Boleh dibilang gaya hidupnya memang terlihat glamour. Sering berganti mobi, dan anak sulungnya yang masih usia SMP telah dibelikannya motor sport yang tentu saja harganya selangit.

Setiap saat tetangganya yang kepo (kayak saya ini) melihat keluarga ini pulang ke rumah dengan menurunkan berbagai barang keperluan rumah tangga dari sebuah supermarket ternama. Tak hanya satu dua kantong plastik, tapi berpuluh kantong plastik yang mereka turunkan dari bagasi mobilnya.

Saya waktu itu masih berjualan keliling. Rumah pak Eko sering kedatangan tamu. Puluhan malah. Mereka sering ngumpul gelar tikar di haru libur dan menikmati hidangan siomay. Dan tentu saja beberapa ratus ribu pak Eko yang bayar.
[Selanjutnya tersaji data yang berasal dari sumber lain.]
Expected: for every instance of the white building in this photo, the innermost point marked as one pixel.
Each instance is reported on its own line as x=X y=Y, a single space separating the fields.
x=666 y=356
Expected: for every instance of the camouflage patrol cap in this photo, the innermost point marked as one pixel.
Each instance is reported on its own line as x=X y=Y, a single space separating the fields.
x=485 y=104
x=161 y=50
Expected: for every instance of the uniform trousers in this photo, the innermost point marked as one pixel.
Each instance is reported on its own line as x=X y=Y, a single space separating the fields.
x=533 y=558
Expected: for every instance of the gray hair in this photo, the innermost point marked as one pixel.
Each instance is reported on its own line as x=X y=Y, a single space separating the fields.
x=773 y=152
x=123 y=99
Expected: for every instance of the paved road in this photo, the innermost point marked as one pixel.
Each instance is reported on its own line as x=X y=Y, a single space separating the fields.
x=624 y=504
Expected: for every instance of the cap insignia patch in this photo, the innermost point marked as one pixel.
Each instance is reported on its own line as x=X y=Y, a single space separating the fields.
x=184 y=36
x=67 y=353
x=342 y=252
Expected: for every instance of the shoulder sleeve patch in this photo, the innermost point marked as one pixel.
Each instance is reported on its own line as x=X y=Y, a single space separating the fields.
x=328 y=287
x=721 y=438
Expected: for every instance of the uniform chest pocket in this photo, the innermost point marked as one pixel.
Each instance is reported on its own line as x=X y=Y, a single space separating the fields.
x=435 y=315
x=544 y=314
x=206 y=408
Beberapa waktu berlalu berlalu, hingga suatu saat. Rumah pojok itu terlihat didatangi puluhan orang tak diundang. Mereka mengaku dari beberapa bank dan leasing pembiayaan kredit.
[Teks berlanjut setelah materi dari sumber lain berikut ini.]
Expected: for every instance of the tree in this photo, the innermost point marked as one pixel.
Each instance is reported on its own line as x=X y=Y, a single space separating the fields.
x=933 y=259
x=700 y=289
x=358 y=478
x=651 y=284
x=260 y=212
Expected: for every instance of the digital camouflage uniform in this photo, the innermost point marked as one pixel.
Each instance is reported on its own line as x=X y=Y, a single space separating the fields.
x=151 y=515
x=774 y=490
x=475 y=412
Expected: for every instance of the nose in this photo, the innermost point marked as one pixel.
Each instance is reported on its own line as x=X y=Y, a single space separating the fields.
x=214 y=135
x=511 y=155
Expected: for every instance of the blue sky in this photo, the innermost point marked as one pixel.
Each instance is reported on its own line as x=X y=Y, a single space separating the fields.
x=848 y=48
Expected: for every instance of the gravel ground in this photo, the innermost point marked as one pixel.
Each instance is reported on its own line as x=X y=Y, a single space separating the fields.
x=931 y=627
Warga kampung kami tak berani keluar rumah, mereka hanya mengintip dari balik pintu. Saya, karena rumahnya agak dekat memberanikan diri bertanya, "Ada apa?"

Rupanya mereka dari produsen pembiayaan kartu kredit. Sudah beberapa bulan sejak batas limit berakhir, tanggungan kartu kredit keluarga pak Eko belum dibayarkan.

Beberapa kali dihubungi tidak ada respon dan selalu menghindar. Sampai hari itu, entah mereka janjian atau tidak, para tukang tagih itu bisa datang bersamaan.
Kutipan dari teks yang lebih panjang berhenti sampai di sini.